The simple advice is: stay aware, and if you don’t like the look of an email, do not click on any links they ask you to follow. Instead, you should bookmark the site pages for retailers you use often, and only use these to access them.
“Consumers should be careful with their data,” says James Martin, crime and security adviser at the BRC. “Most importantly, they should never give out personal information or financial details just because an unknown stranger has requested them to.
“Instead, contact the company directly using a known and trusted email or telephone number.”
2. Theft of data
This growing phenomenon, primarily caused by system administrators and office workers with access to servers, was seen as a risk by 62pc of respondents in the BRC’s survey. The continent-wide General Data Protection Regulation (GDPR), which comes into force in May 2018, will set new standards in this space.

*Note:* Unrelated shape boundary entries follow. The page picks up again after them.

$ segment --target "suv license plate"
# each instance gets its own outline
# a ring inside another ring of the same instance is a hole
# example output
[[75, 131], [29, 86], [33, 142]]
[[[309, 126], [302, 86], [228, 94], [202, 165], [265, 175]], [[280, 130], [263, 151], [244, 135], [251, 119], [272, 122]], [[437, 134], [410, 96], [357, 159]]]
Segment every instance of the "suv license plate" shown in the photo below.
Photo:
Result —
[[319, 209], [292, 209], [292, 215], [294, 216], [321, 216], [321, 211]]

Of course, many retailers will already comply with these and protect customer data well, but it means others will need to bolster their defences.
As Mr Martin says: “With more shoppers looking online to get the best deals, retailers continue to invest significantly in developing the right world-class tools and expertise to protect against cyberthreats. The BRC and its members work hand-in-glove with recognised experts from the public, private and academic worlds to support that.

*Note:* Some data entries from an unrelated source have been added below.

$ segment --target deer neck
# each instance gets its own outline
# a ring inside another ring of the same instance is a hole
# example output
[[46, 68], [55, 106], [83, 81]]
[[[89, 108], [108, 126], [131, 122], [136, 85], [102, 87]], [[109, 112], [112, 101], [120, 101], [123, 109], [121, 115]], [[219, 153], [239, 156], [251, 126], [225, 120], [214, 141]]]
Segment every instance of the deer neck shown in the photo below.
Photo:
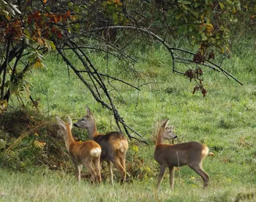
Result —
[[99, 133], [97, 130], [96, 124], [92, 124], [90, 127], [87, 129], [90, 140], [93, 140], [99, 135]]
[[68, 126], [67, 126], [67, 135], [64, 138], [65, 144], [66, 145], [67, 149], [69, 152], [70, 147], [72, 143], [74, 142], [75, 141], [73, 139], [73, 136], [71, 133], [71, 129]]
[[164, 143], [164, 140], [163, 138], [163, 135], [161, 134], [161, 131], [159, 131], [159, 133], [158, 133], [157, 134], [157, 142], [156, 142], [156, 145], [163, 145]]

“We would, however, encourage consumers to be careful with their personal data and only buy through trusted websites.”
Software intended to damage or disable computers and computer systems is third in the BRC’s list, with 54pc.

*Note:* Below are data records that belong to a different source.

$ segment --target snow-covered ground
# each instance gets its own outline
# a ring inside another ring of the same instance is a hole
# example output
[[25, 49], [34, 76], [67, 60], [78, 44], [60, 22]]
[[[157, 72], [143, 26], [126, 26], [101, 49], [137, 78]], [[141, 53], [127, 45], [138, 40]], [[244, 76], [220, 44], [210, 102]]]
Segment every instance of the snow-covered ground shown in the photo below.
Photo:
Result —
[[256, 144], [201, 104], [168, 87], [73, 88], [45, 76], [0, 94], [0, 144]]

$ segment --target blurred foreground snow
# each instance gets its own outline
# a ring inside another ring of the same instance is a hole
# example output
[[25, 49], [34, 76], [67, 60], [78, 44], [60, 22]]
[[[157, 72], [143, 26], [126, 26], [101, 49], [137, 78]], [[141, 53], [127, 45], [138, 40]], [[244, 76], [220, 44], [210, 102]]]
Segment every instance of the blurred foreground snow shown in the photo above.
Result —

WannaCry, Cloudbleed and Equifax are three of the biggest examples of malware attacks in 2017, and compromised the personal data of millions of people.
The Government’s Cyber Aware campaign advises that consumers use strong and separate passwords to protect their email accounts; you can do this by choosing three memorable, random words, which don’t relate to personal information that may be easy to guess.
Retailers, too, have a responsibility to secure their online systems. “Retailers in the UK have some of the safest IT systems that can be found in any sector anywhere in the world, although they never rest on their laurels,” says Mr Martin.
“There are all sorts of databases and systems that look at patterns of unusual transactions, or transactions that use questionable information and will flag that so that they can potentially be stopped and investigated.
“Experts I speak to are comfortable that they stop something pretty far in excess of 95pc of the attempts they see.”
4. Fake online reviews
Five-star ratings can do wonders for online retailers, so it pays to be sceptical of write-ups that lack detail, or are too positive. If you are unsure about the validity of a review, try to check the source, and trust your gut feeling: if it doesn’t seem right, the chances are the product is substandard or it may even be a scam.
5. Counterfeit goods
Huge steps have been taken by online retailers to keep counterfeit products from their sites, but customers should still be mindful of the risk of imitation goods. Wherever possible, use reputable retailers.